You may use the Contacts for light trail running, you may use them for street wear, you may run on pavement in them. But use them you will. I guarantee it.

See you on the trails!

Invisble Shoes - the shoes for barefoot running, walking, hiking and... FUN


  1. Trail running is a must. Unfortunately, 3 weeks ago I was running in my VFFs in the Lake Tahoe basin backcountry and stepped on a stump that was about 2 inches high and one inch wide, bruising the crap out of my left forefoot. I had to run the rest of vacation in burly chacos (which was never my intention) because of the injury. I’m really weary of running on trails with protection and am really looking forward to putting together my 5mm vibram 8870 material with a 3mm leather top. I’m hoping that will give me enough protection without giving me zero feel! By the way, thanks for you posts!

  2. Alan, it sounds like you like your Connects better, at least you sounded WAY more enthusiastic about them, “I suggest you get yourself a pair of Connects for running on sidewalks or pavement, or just for general wear. You won’t go wrong. Seriously. Do it now.” I am new to barefoot running. I noticed after a long standing (no pun intended) injury that most of my pain went away when I took off my shoes. I’ve been walking barefoot and trying to establish some conditioning for barefoot running, but my form is still pretty wonky. My main running “track” is a 2 mile dirt loop around a local golf course. Unfortunately, in New Mexico there are a lot of thorns and decomposed granite, so running truly barefoot here is a real challenge. For this type of terrain and with my limited experience, would you recommend the Contacts? Thanks.

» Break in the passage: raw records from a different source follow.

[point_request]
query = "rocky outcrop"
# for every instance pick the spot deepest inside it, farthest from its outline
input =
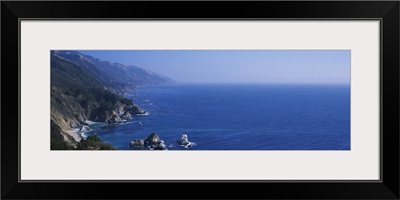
(126, 115)
(152, 142)
(84, 128)
(137, 144)
(184, 141)
(134, 109)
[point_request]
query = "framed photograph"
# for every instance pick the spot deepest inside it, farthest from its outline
(299, 96)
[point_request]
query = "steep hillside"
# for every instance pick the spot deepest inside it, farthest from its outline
(85, 89)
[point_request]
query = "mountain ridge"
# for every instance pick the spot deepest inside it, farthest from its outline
(85, 88)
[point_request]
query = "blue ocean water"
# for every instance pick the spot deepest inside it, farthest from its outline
(239, 117)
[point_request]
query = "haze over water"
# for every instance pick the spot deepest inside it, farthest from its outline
(240, 100)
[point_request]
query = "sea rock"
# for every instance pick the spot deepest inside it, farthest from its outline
(136, 110)
(183, 140)
(152, 142)
(126, 115)
(84, 128)
(137, 144)
(161, 146)
(153, 139)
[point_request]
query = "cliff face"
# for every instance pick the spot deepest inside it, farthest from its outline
(86, 88)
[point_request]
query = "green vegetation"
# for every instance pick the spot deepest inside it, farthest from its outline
(85, 88)
(94, 143)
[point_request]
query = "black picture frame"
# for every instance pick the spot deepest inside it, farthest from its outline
(386, 11)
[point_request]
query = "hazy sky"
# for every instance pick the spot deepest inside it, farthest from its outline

    1. First of all, congrats on getting started on barefoot walking and running! I had a quick look at your blog, and am impressed that you’ve started the journey. re Connects versus Contacts: Yes, my preference is for the Connects. That’s because i want to keep as close to the barefoot feel as possible, and because I run only on pavement or sidewalks. In your case, the Contacts may be better. The dirt surface of your running track might be OK for the Connects, but the decomposed granite would be far easier with the Contacts. Even with the Contacts, you’ll have to be very careful about those thorns. But barefoot/minimalist running is all about paying attention, and running around the obstacles rather than over them whenever possible. You might ask Steven Sashen of Invisible Shoe for his opinion. You can reach him via the Invisible Shoe Web site ( Let me know how it works out, OK?